The Right to Write is Julia Cameron's follow up book to The Artist’s Way, written especially for writers. Cameron includes more of her wisdom and encouragement, many fun and challenging writing exercises, as well as the staple Morning Pages and Artist Date suggestions made famous in The Artist’s Way.
The Right to Write was the first Julia Cameron book I read, and when I finished it I couldn’t wait to get hold of The Artist’s Way, which Cameron refers to often. I’m glad I own both books, although I suppose it’s not necessary as either gives plenty of exercises to get you off a block – enough that you don’t need to move on to another book and keep going. I enjoy the variation, though, and I like having one book for my artist side and one for my writer side.
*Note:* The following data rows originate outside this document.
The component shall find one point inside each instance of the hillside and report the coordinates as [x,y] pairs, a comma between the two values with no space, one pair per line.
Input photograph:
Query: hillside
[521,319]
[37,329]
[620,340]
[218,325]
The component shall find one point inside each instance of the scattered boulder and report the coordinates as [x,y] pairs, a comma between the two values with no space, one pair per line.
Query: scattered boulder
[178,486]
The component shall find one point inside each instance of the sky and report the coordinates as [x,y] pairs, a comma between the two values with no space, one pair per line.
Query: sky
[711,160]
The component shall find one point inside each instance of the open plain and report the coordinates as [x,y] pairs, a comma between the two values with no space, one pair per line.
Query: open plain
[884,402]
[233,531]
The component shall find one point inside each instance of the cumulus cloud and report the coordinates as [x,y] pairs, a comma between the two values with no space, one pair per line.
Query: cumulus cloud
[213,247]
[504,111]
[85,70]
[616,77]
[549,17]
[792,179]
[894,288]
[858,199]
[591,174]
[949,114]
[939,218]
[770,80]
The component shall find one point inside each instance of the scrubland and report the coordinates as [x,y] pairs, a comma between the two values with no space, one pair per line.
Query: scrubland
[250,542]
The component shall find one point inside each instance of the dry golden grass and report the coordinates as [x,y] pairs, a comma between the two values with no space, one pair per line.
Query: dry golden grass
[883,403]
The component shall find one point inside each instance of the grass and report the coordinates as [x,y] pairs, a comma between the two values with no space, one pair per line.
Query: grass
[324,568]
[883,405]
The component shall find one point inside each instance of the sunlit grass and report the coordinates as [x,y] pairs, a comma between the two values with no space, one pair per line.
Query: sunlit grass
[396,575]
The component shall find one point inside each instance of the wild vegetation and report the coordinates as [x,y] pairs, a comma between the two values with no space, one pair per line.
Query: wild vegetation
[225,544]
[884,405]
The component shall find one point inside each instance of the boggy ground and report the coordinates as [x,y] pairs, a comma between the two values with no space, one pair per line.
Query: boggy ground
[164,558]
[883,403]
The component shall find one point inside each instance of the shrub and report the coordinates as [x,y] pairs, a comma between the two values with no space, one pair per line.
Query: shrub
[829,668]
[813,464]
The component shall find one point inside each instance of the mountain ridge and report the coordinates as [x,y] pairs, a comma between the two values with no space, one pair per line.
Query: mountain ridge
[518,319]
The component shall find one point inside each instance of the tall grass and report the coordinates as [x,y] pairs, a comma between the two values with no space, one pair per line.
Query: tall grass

The Right to Write is a bit more “in your face”, and less gentle and guiding than The Artist’s Way – more like a conversation and less like a tutorial. It’s as if Cameron feels she’s done the gentle teaching of a child to swim and now it’s time to say, “If you don’t swim, you’ll drown.” She offsets this tone with a number of meandering journal-like stories of her life and situations she’s faced that illustrate her point. It’s very much like listening to a wise aunt, in whose footsteps you’re attempting to follow, mirrored in the stories she tells about lessons learned from her grandmother. She even shares some of her poetry.
Cameron asks some important and probing questions in this book. For example, if you had a great stretch of time open to you, would you use it to write that book you’re longing to write? Or would you waste it on being blocked? Do you have an inner voice telling you you have nothing to write about? Do you believe that you are a writer? Does your writing take up too much space in your life?
The Right to Write is well worth a read, and is likely to be a book you'll refer to often.